To address label scarcity in semi-supervised semantic segmentation (SSSS), this paper proposes ConformalSAM—the first framework to integrate conformal prediction into domain adaptation calibration of foundational segmentation models, thereby enhancing the reliability of pseudo-labels for unlabeled images. Methodologically, it leverages SEEM to generate initial pixel-level masks, applies conformal prediction for uncertainty quantification and high-confidence pixel selection, and introduces a self-dependent training strategy to mitigate overfitting to pseudo-labels. Evaluated on three standard SSSS benchmarks, ConformalSAM consistently outperforms state-of-the-art methods. Moreover, as a plug-and-play module, it robustly improves the performance of diverse mainstream approaches. This work empirically validates the effectiveness and generalizability of the “foundation model + statistical calibration” paradigm for weakly supervised vision tasks.

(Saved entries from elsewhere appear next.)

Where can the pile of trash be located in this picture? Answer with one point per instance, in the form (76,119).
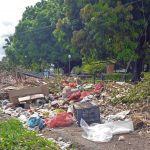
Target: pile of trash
(86,104)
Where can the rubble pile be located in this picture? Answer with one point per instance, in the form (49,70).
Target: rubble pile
(57,108)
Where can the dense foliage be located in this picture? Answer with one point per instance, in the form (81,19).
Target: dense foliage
(89,30)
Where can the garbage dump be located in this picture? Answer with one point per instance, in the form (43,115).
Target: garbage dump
(56,103)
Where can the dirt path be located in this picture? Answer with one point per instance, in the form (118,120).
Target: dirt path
(133,141)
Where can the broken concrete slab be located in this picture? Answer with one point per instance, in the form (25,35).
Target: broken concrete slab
(15,94)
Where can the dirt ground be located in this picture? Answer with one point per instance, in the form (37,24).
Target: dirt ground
(133,141)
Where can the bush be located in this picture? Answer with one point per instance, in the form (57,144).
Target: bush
(118,76)
(14,137)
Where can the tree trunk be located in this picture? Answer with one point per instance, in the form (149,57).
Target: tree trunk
(138,65)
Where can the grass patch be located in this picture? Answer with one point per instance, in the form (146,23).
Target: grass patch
(14,137)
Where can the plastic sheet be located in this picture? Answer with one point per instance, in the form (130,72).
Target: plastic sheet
(105,132)
(34,121)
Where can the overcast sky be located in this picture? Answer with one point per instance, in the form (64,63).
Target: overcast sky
(10,13)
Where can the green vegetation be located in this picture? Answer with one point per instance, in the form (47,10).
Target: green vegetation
(89,30)
(118,77)
(14,137)
(138,93)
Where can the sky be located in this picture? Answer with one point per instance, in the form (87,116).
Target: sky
(10,14)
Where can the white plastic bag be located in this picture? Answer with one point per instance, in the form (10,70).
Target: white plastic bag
(96,133)
(104,132)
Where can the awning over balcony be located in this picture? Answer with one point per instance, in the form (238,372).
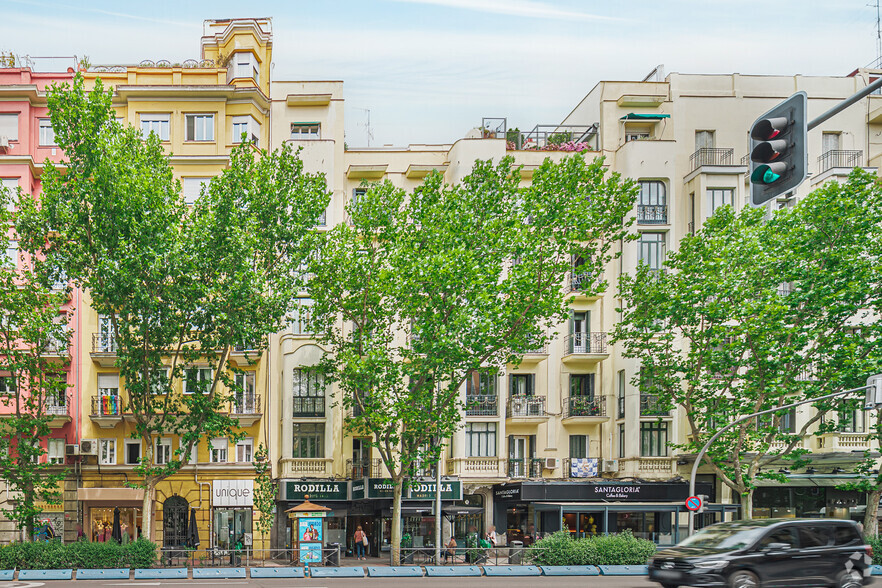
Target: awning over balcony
(645,117)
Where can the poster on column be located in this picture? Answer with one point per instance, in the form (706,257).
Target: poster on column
(309,529)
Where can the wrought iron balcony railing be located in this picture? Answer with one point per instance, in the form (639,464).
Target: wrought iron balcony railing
(525,406)
(585,343)
(576,406)
(710,156)
(482,405)
(309,406)
(652,214)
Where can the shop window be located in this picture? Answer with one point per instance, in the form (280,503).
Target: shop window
(480,440)
(107,451)
(133,452)
(55,451)
(245,450)
(654,439)
(162,455)
(219,450)
(309,440)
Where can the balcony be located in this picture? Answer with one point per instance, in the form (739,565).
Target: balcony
(710,156)
(837,158)
(525,407)
(651,406)
(58,409)
(584,406)
(476,467)
(524,467)
(370,468)
(107,408)
(585,347)
(652,214)
(309,407)
(482,405)
(245,408)
(104,349)
(579,468)
(318,467)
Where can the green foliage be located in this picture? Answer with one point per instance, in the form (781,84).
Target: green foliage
(618,549)
(53,555)
(33,329)
(750,314)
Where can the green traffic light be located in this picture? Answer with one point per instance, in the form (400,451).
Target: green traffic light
(763,174)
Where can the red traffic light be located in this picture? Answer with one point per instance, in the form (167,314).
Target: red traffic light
(769,128)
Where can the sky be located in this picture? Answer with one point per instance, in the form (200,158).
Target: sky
(428,71)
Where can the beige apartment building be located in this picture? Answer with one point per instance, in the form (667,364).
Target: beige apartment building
(565,440)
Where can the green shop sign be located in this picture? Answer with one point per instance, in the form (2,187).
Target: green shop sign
(296,490)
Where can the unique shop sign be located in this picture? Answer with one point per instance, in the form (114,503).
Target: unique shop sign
(382,488)
(298,491)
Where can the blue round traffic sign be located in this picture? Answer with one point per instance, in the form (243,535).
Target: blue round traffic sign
(693,503)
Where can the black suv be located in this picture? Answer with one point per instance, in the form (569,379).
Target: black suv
(768,552)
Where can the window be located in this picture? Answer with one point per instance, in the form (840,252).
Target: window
(192,189)
(107,451)
(245,65)
(622,440)
(55,451)
(718,198)
(156,123)
(133,452)
(481,440)
(197,380)
(300,317)
(245,450)
(620,396)
(9,126)
(578,446)
(162,454)
(306,131)
(705,140)
(652,250)
(582,385)
(309,440)
(522,384)
(248,126)
(219,450)
(11,184)
(47,133)
(654,439)
(200,127)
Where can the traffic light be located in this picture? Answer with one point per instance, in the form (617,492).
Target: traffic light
(778,154)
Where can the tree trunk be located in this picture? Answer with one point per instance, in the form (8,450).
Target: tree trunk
(147,525)
(871,523)
(396,522)
(747,504)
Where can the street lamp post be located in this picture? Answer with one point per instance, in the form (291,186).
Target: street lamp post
(874,400)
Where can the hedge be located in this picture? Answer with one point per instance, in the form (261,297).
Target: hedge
(601,550)
(53,555)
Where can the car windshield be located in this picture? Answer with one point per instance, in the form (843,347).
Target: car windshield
(720,537)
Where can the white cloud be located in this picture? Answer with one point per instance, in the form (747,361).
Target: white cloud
(525,8)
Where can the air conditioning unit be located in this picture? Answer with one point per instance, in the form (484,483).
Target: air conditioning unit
(610,465)
(88,447)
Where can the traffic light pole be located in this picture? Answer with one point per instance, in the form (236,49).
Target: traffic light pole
(845,103)
(707,445)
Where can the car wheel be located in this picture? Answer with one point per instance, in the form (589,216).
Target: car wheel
(851,579)
(743,579)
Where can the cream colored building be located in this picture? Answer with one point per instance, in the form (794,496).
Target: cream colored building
(545,442)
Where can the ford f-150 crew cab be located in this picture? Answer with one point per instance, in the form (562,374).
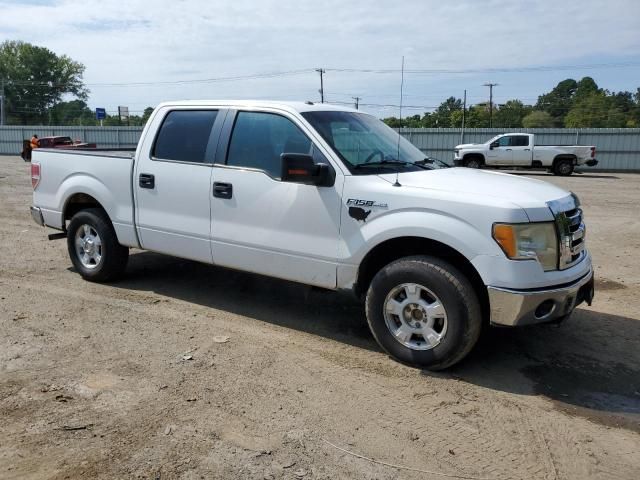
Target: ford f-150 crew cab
(333,198)
(520,150)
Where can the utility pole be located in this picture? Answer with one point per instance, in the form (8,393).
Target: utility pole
(321,71)
(490,85)
(464,114)
(3,104)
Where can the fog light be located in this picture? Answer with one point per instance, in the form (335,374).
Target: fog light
(545,309)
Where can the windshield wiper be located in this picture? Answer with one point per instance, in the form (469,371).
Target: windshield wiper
(384,163)
(432,161)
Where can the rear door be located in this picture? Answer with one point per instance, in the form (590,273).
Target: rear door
(262,224)
(173,182)
(501,153)
(521,150)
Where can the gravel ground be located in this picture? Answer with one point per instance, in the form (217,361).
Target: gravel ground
(183,370)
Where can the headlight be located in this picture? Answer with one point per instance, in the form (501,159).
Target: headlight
(527,241)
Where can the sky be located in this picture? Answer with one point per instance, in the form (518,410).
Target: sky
(167,47)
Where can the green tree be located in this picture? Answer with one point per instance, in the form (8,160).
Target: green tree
(442,116)
(35,79)
(75,112)
(538,119)
(596,110)
(511,114)
(477,116)
(558,101)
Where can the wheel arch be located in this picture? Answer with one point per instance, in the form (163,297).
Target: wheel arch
(79,201)
(399,247)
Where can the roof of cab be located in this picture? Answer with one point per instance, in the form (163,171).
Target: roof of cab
(287,106)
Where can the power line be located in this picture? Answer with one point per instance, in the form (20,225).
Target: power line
(321,71)
(539,68)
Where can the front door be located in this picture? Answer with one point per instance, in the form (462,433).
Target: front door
(262,224)
(173,184)
(521,149)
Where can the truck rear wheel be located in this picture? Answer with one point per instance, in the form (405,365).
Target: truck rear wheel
(94,248)
(423,312)
(563,167)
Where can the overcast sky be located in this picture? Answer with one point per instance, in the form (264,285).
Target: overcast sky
(175,40)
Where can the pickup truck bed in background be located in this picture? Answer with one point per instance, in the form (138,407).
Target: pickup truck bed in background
(520,150)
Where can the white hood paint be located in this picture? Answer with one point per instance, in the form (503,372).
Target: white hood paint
(524,192)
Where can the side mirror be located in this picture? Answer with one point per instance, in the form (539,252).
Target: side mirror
(301,168)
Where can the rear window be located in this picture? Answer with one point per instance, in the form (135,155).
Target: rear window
(184,135)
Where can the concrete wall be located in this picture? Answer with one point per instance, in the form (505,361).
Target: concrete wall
(618,148)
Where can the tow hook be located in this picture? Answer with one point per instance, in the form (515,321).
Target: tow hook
(57,236)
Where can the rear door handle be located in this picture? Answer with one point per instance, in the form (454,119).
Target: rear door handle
(222,190)
(147,180)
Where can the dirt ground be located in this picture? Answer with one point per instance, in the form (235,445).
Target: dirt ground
(187,371)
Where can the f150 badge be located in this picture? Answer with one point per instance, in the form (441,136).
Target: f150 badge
(357,212)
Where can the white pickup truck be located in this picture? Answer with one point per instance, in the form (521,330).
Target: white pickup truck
(520,150)
(333,198)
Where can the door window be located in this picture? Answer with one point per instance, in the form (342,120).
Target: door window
(520,141)
(184,136)
(259,138)
(504,141)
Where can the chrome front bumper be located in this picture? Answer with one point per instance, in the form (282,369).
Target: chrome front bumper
(526,307)
(36,214)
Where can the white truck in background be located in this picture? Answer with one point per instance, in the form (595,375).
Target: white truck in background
(330,197)
(520,150)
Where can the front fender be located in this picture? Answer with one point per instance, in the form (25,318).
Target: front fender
(447,229)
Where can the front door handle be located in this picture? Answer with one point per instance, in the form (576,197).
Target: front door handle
(222,190)
(147,180)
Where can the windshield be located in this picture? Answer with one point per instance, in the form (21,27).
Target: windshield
(366,145)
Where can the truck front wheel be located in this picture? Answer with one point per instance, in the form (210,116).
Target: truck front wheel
(563,167)
(94,248)
(423,312)
(473,162)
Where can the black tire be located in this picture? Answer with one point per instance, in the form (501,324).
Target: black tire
(563,167)
(473,162)
(451,287)
(113,256)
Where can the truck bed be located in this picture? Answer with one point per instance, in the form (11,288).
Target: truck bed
(94,152)
(104,175)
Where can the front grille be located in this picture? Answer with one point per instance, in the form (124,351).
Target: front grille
(571,232)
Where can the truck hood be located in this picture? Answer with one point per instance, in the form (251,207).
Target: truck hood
(468,145)
(529,194)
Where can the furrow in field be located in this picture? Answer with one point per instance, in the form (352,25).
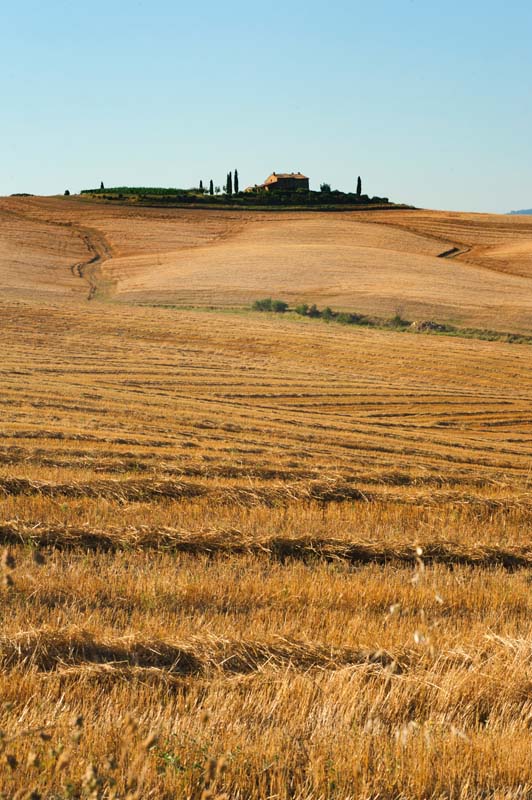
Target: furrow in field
(279,548)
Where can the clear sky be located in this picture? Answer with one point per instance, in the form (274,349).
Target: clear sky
(430,101)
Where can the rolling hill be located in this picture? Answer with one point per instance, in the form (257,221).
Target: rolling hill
(372,262)
(258,555)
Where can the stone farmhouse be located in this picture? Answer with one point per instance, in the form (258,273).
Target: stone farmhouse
(285,182)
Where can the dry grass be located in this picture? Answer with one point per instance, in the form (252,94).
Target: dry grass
(372,263)
(253,557)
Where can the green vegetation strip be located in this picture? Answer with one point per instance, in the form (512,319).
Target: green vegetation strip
(396,322)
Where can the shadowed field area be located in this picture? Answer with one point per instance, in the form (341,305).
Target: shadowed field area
(247,555)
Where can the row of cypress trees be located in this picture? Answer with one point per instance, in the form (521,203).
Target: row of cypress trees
(231,184)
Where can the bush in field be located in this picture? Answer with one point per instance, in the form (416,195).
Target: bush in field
(278,306)
(397,321)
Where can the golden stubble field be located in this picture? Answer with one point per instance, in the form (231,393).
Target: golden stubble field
(248,556)
(377,262)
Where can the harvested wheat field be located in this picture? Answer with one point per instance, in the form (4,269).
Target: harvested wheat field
(253,556)
(375,262)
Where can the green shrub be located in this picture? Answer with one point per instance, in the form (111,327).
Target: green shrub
(267,304)
(262,305)
(397,321)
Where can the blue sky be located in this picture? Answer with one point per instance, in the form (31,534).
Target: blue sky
(431,102)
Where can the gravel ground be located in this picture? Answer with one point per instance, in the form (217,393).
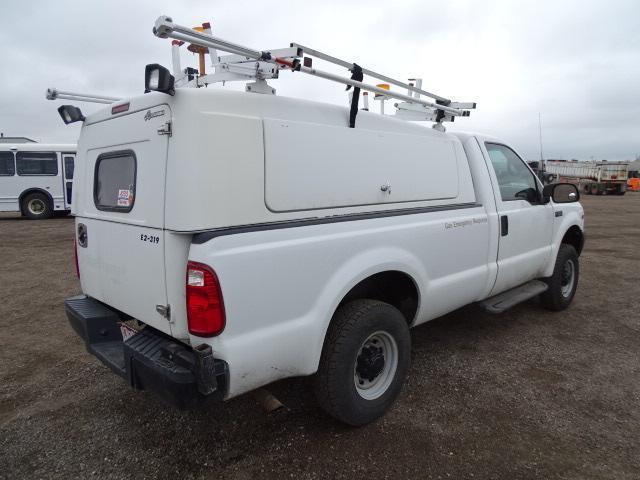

Pixel-level vision tasks, such as semantic segmentation, require extensive and high-quality annotated data, which is costly to obtain. Semi-supervised semantic segmentation (SSSS) has emerged as a solution to alleviate the labeling burden by leveraging both labeled and unlabeled data through self-training techniques. Meanwhile, the advent of foundational segmentation models pre-trained on massive data, has shown the potential to generalize across domains effectively. This work explores whether a foundational segmentation model can address label scarcity in the pixel-level vision task as an annotator for unlabeled images. Specifically, we investigate the efficacy of using SEEM, a Segment Anything Model (SAM) variant fine-tuned for textual input, to generate predictive masks for unlabeled data. To address the shortcomings of using SEEM-generated masks as supervision, we propose ConformalSAM, a novel SSSS framework which first calibrates the foundation model using the target domain's labeled data and then filters out unreliable pixel labels of unlabeled data so that only high-confidence labels are used as supervision. By leveraging conformal prediction (CP) to adapt foundation models to target data through uncertainty calibration, ConformalSAM exploits the strong capability of the foundational segmentation model reliably which benefits the early-stage learning, while a subsequent self-reliance training strategy mitigates overfitting to SEEM-generated masks in the later training stage. Our experiment demonstrates that, on three standard benchmarks of SSSS, ConformalSAM achieves superior performance compared to recent SSSS methods and helps boost the performance of those methods as a plug-in.